We wanted to just have word of mouth and for people to understand it’s not being pretentious, it is just what it is. We literally just brought a bar that we would love to be at if we were in it. We have a large collection of brown spirits, we have a beautiful selection of really rare whiskies.

We have a very big focus on food. We just sent our chef for two and a half weeks on our expenses to America, to LA, San Diego, New Orleans, Boston, New York, and his job was to eat in the top places, and he came back and did a two hour presentation. It was for him to really understand what American food is. He went to Dallas and Austin to really understand what the American BBQ is, and then he spent two months working on the new menu which we just launched, based on that expertise.

It’s a really simple room: it’s a 65 seater, two stations averaging over three hundred cocktails a night with two bartenders. Over 90 per cent of everything we serve is cocktails, which is very surprising — I do one vodka lime and soda a week maybe. Maybe three glasses of white wine in a night.

When 28 opened, people were sceptical — people didn’t think  Singapore was ready for this. It came about, it was really successful, and it grew into what now I feel really proud of. Straight away when I joined you could sense that lots of young bartenders were coming into 28 and trying it to see what we do — coming on Mondays and Tuesdays to talk. And we’re almost three years old and we really are the community builder. We’re building up young managers, local kids. They’re running the show, and the community sees it, and they’re like — this is a local story, these kids three years ago they were in Clarke Quay and they joined 28 and now they’re bar manager and restaurant manager, and all the articles are written about them.

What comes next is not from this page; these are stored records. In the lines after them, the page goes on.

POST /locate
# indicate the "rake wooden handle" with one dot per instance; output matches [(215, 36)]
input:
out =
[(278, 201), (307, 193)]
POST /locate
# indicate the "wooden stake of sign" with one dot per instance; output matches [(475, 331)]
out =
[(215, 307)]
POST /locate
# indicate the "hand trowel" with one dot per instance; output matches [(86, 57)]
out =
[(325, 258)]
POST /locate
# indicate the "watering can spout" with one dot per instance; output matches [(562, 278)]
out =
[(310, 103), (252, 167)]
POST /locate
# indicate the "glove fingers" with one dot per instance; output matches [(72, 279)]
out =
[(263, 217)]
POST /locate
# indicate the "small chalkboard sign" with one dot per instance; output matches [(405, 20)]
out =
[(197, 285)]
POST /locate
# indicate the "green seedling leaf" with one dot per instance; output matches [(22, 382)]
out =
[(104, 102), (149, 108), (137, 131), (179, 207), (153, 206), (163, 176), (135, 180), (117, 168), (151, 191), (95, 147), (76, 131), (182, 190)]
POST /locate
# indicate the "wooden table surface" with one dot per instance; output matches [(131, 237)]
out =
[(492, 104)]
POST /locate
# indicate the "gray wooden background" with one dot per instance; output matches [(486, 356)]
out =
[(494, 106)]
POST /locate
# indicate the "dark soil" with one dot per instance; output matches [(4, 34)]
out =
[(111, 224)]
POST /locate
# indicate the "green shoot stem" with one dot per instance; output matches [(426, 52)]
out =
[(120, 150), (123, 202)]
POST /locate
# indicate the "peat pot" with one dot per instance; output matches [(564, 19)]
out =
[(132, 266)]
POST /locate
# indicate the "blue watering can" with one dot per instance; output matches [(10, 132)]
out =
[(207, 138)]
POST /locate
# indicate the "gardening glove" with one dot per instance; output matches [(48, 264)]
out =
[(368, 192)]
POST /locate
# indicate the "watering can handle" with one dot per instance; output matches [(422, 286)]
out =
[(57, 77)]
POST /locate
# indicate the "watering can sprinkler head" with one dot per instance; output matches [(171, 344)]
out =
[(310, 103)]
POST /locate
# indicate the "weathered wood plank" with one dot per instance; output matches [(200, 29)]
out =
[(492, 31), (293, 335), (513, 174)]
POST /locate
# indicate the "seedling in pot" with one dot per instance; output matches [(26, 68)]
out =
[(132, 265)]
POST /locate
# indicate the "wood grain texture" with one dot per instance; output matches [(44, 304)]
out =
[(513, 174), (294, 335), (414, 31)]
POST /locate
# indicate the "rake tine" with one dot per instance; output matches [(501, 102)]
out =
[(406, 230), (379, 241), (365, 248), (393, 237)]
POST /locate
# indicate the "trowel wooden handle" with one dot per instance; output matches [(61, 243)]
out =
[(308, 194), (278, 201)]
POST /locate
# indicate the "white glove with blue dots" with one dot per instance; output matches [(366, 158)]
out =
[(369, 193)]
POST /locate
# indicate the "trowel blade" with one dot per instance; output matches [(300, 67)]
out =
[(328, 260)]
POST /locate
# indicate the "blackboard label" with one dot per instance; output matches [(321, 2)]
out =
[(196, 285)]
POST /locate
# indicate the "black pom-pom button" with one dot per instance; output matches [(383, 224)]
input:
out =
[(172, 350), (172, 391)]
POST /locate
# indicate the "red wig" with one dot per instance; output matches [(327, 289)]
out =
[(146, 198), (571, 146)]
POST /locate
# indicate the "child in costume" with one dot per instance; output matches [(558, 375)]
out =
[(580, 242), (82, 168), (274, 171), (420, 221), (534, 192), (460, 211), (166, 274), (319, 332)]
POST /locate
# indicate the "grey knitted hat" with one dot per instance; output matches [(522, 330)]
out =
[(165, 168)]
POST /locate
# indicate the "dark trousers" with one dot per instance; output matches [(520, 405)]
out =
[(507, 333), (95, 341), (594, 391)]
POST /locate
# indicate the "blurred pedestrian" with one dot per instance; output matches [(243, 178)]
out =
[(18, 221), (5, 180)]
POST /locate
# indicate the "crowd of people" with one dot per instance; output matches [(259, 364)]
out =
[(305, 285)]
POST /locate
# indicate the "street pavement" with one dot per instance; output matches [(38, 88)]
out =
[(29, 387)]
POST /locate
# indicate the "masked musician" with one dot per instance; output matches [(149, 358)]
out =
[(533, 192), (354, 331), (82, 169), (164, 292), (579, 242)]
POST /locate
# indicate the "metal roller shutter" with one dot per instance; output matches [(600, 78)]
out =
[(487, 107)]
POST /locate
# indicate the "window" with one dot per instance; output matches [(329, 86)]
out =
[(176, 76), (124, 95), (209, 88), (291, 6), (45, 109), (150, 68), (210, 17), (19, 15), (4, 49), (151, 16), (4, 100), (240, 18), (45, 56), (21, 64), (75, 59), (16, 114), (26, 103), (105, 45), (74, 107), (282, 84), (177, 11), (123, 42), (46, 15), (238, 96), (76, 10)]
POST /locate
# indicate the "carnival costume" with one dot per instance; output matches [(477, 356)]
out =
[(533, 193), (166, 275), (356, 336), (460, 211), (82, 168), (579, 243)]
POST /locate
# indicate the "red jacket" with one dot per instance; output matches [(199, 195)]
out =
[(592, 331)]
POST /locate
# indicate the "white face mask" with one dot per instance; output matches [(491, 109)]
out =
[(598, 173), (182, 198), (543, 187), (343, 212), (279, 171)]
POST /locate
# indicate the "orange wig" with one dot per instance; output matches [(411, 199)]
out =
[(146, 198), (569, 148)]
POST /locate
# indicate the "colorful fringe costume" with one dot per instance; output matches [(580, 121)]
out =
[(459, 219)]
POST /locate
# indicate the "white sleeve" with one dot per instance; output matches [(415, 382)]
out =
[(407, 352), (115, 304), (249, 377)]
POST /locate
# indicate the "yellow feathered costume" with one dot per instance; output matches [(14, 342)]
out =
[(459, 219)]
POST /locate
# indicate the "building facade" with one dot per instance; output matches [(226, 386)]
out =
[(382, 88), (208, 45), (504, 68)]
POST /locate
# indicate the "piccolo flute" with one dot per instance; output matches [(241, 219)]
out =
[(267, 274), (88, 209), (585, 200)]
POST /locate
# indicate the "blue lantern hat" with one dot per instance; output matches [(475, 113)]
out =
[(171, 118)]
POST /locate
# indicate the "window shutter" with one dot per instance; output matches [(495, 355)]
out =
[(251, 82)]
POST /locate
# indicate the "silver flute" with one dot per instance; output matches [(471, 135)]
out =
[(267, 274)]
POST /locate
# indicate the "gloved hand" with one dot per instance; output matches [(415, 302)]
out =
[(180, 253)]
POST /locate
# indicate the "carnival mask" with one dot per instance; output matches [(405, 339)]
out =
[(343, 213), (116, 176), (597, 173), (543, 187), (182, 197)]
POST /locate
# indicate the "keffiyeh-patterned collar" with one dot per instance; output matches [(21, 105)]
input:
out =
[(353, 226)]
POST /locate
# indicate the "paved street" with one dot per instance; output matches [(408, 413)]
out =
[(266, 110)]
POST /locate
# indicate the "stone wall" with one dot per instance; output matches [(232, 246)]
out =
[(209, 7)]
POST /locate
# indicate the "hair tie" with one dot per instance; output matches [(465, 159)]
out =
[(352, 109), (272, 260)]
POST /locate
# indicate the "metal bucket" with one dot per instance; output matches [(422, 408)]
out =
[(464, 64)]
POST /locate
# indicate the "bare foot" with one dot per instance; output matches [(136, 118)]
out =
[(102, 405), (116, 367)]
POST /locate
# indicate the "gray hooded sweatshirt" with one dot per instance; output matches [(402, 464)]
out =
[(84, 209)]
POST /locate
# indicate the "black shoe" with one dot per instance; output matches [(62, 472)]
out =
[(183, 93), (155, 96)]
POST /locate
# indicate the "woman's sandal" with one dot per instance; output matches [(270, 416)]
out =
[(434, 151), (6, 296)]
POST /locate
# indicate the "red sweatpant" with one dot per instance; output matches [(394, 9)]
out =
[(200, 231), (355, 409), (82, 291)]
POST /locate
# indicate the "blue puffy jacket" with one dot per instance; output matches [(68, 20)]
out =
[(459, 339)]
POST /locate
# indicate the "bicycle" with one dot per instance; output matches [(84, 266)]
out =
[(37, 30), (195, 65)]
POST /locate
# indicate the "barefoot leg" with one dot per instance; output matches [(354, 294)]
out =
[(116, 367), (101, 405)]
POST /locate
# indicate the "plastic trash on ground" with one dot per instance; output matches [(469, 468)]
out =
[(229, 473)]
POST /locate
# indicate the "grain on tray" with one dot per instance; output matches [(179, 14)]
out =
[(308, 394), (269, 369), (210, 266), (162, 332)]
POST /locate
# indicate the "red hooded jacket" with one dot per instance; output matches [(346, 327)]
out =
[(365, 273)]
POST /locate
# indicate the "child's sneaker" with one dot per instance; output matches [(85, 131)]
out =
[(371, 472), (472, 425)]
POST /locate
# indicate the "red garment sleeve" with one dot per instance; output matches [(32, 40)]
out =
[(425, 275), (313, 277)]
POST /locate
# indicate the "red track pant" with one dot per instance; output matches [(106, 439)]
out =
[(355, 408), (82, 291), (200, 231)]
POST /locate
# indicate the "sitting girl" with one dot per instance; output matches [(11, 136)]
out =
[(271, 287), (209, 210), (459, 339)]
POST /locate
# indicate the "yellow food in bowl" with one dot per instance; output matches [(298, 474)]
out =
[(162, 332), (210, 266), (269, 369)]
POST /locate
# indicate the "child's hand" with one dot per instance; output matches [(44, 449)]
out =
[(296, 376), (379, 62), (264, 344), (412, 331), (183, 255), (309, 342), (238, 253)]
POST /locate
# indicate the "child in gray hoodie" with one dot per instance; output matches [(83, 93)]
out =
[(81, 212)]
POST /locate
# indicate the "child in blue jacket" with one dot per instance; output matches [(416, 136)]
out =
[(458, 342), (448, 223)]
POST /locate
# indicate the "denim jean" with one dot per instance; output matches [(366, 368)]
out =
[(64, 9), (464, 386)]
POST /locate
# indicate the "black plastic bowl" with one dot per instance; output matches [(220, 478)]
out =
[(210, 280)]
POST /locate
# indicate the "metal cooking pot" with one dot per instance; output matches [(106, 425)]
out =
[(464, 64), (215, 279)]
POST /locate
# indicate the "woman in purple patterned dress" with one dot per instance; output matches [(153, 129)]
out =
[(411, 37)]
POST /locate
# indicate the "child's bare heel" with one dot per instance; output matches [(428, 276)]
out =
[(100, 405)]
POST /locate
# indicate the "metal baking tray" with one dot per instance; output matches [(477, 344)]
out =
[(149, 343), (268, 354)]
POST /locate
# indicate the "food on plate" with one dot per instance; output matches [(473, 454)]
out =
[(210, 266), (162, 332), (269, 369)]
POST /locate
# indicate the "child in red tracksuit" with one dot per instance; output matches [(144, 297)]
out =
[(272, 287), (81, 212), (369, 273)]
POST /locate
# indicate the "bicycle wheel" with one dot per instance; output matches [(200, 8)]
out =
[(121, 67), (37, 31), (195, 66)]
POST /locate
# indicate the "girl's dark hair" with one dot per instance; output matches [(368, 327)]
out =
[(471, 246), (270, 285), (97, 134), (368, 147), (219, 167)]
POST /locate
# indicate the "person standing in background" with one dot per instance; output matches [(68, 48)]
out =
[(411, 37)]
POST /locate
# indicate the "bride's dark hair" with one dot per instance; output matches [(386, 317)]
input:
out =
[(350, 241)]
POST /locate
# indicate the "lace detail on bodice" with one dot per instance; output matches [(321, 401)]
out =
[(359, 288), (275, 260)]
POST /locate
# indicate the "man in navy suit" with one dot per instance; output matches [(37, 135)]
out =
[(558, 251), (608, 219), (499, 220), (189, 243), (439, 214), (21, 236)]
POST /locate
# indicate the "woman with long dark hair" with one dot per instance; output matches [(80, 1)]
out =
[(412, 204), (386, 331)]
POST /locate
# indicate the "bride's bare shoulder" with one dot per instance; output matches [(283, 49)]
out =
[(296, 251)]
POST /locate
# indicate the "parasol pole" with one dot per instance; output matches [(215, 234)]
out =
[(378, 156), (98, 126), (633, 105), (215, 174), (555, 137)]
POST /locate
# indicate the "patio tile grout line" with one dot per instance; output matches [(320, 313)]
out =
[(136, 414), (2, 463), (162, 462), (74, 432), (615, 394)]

Every last Monday of the month we do the bartenders allowance, $280 on the wood with a knife sticking it, and we invite the first ten bartenders who submit cocktails to go compete. Every last Monday of the month the whole community comes through and has fun, and the winner gets 280 bucks, a couple of bar tools, a couple bottles of booze. It’s a bartenders allowance.

On being nominated for international bartender of the year:

It’s amazing, a huge honour. This is my third year in a row so I’m going to be sweating through my shirt for the third time which is not the fun part, but it’s a luxury worry I guess. I’m flattered, it’s amazing.

There’s another 2000 bartenders who deserve exactly the same, but either no-one knows about them because they’re working in a small little town in Peru somewhere, or they’re not interested in doing any PR or anything like that.